At his weekly Commons question session, he said he had chaired a committee looking into current policy: "It isn't right if our systems are being abused."

The rights of British citizens should not be enjoyed by "anyone who just chooses to come here", he told MPs.

Tory Mark Spencer had raised the issue.

"The welfare state and the NHS are there to support our constituents when they fall on difficult times," Mr Spencer said.

"Will the prime minister assure the House that he will not allow them to be abused by illegal immigrants and nationals who are coming here as benefit tourists?"

'Undue pressures'

Mr Cameron said this was "a very important point" and said he had chaired a committee meeting on Tuesday to look into the subject.

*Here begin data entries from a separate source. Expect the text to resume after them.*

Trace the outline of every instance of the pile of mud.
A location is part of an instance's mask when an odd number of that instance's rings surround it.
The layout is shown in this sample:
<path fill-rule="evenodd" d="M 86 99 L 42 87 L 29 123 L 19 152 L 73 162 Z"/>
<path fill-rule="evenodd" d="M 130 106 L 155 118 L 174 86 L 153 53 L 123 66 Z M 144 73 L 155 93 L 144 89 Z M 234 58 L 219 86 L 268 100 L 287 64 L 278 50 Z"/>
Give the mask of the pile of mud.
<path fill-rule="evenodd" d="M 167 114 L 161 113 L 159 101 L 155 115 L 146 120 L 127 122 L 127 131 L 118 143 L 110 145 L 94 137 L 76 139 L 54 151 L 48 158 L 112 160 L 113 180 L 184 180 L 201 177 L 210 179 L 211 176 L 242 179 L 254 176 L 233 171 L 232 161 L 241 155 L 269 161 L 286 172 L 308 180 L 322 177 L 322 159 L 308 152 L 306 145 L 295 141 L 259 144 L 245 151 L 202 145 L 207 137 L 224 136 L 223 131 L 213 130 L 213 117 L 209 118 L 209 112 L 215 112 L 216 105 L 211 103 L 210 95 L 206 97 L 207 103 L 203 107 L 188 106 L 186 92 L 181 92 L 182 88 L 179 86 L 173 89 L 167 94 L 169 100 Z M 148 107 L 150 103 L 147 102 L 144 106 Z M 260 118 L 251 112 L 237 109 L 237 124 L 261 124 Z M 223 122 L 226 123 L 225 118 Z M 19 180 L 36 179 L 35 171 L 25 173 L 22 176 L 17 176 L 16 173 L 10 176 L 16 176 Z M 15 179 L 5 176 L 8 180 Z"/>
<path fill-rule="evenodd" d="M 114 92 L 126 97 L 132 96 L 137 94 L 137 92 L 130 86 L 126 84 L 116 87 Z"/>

"Britain has always been an open and welcome economy, but it isn't right if our systems are being abused," he told MPs.

The review of "every single one of our systems: housing, health, benefits", was being led by immigration minister Mark Harper, he said, and would "make sure that we are not a soft touch for those who want to come here".

"It is absolutely vital that we get this right," he told MPs.

"There are many parts of our current arrangements that simply don't pass a simple common-sense test, in terms of access to housing, access to the health service, access to justice and other things which should be the right of all British citizens, but they're not the right of anyone who just chooses to come here."

The prime minister's spokesman later warned that the committee's work was "likely to take some time" and any proposals would have to "operate within the constraints of the law".

But the government was keen to "ensure there were not undue pressures on the smooth running of the labour market in the UK", he said.

Mr Cameron's decision to chair the meeting yesterday, in place of his immigration minister, "pointed to the importance he attaches to this area of work", the spokesman added.

The prime minister has previously said the government would be reviewing current policy when asked about the lifting on restrictions from January 2014 on Bulgarians and Romanians working the UK.